# Create Random Sample of Data

In [None]:
import os
import pandas as pd

## 1) Overview

This step is necessary to prepare training data for BERT classification of the newspaper clippings. It's a simple step. All I have to do is randomly select 1,000 rows that contain clippings from our data.

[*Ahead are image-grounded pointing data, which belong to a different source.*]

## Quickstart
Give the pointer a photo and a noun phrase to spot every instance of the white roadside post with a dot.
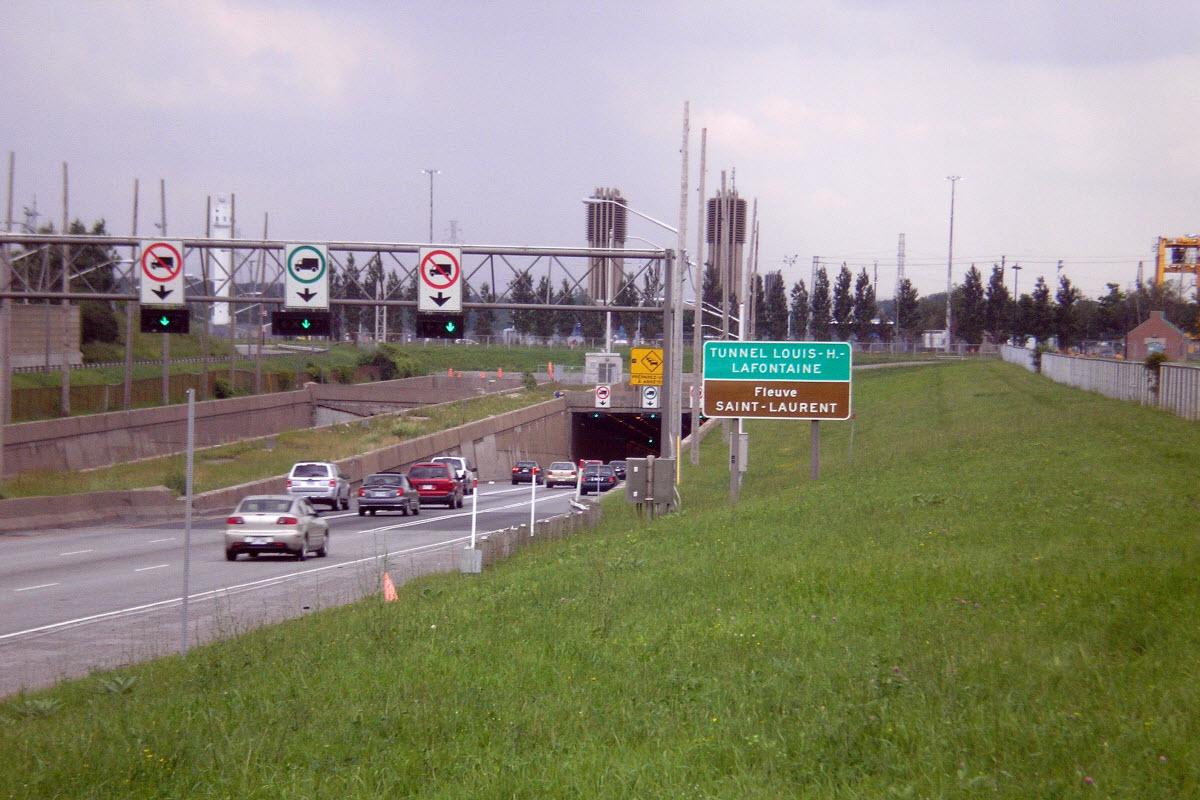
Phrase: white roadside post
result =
(474, 510)
(533, 497)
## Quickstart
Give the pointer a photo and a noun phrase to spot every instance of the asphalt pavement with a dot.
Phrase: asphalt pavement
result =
(73, 601)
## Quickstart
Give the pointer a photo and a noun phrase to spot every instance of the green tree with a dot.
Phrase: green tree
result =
(774, 305)
(521, 290)
(1067, 313)
(865, 308)
(843, 305)
(798, 311)
(972, 308)
(997, 311)
(1043, 311)
(544, 320)
(821, 307)
(485, 317)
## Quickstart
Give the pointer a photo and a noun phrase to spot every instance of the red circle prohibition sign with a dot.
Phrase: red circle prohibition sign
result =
(162, 263)
(436, 275)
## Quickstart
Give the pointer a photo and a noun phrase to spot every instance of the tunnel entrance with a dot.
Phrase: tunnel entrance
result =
(610, 435)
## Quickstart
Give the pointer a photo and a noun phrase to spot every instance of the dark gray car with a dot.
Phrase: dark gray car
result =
(388, 492)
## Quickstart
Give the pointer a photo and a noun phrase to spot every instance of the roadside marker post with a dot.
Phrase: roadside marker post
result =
(533, 497)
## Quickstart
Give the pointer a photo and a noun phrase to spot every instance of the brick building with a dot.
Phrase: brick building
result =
(1157, 335)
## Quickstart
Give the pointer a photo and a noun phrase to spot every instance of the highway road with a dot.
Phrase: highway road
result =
(72, 601)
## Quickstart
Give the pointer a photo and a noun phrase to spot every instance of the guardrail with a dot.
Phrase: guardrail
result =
(1175, 389)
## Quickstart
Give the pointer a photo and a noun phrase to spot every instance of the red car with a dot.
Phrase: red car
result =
(436, 482)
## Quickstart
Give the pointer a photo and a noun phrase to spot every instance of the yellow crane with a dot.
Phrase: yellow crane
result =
(1176, 254)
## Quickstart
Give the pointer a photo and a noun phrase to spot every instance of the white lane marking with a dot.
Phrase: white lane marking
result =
(213, 593)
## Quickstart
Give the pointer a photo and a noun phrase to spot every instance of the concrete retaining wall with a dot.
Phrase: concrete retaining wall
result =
(102, 439)
(95, 507)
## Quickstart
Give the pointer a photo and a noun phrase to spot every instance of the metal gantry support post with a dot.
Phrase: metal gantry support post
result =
(666, 429)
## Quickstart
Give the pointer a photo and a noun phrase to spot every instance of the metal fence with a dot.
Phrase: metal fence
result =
(1176, 388)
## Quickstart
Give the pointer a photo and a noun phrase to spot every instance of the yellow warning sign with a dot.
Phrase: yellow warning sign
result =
(646, 367)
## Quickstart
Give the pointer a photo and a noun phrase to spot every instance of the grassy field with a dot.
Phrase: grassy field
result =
(249, 461)
(994, 595)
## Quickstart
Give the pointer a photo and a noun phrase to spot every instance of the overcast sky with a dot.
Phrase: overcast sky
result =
(1075, 125)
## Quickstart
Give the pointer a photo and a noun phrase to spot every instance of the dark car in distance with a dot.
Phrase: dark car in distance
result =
(436, 482)
(597, 479)
(525, 471)
(388, 492)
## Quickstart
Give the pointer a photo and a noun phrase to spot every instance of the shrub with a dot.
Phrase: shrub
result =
(97, 323)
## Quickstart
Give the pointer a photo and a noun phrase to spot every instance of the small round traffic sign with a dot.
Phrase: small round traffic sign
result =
(439, 269)
(161, 262)
(306, 264)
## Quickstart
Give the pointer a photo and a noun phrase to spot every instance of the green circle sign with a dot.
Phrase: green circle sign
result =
(312, 264)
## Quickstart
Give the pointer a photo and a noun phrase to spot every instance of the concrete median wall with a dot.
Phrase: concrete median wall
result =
(102, 439)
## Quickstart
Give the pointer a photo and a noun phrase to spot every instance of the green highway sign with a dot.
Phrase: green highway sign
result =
(778, 380)
(777, 360)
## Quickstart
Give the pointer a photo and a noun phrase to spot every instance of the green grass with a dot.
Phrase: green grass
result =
(249, 461)
(993, 596)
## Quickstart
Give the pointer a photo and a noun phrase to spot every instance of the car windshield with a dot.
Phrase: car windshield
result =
(384, 480)
(265, 505)
(424, 473)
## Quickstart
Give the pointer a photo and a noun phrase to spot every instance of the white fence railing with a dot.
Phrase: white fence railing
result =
(1177, 391)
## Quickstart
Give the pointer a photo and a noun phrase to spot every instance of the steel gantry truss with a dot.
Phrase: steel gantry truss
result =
(262, 264)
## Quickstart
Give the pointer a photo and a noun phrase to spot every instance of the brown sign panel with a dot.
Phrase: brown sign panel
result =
(778, 400)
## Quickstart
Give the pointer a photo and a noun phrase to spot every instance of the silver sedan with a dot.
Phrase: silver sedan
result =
(275, 523)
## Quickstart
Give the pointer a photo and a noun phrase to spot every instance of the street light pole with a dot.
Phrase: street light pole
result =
(949, 265)
(431, 173)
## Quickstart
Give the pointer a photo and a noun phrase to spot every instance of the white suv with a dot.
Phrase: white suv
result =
(319, 481)
(463, 470)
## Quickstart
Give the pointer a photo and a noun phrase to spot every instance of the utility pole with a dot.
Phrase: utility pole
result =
(135, 270)
(895, 296)
(949, 266)
(431, 173)
(166, 337)
(5, 310)
(65, 398)
(675, 400)
(697, 316)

This random selection is then hand-labelled (see 06_label_training_data.ipynb) and used to fine-tune BERT for our specific classification task.

## 2) Compile Clippings from All CSV Files

To make a truly random selection, I'm compiling all the .csv files together and selecting 1,000 rows from the aggregated data.

In [None]:
directory = 'name_clusters'
clippings_urls = []

for filename in os.listdir(directory):
    file_path = os.path.join(directory, filename)
    try:
        df = pd.read_csv(file_path, usecols=['clippings', 'url', 'victim'])
        df = df.dropna(subset=['clippings'])
        clippings_urls.append(df)
        
    except Exception as e:
        print(f'{file_path} caused error {e}')

all_clippings = pd.concat(clippings_urls, ignore_index=True)

## 3) Create Sample of 2,000 Clippings

Then I make the random selection:

In [None]:
random_clippings = all_clippings.sample(n=2000)

## 4) Break into 20 Chunks

To make the hand-labelling step easier, I've split the random selection into 20 chunks, 100 clippings apiece.

In [None]:
for i in range(20):
    start_index = i * 100
    end_index = (i + 1) * 100
    chunk = random_clippings[start_index:end_index]
    df_chunk = pd.DataFrame(chunk, columns=['clippings', 'url', 'victim'])
    output_name = f'training_data_2/clippings_part_{i+1}.csv'
    df_chunk.to_csv(output_name, index=False)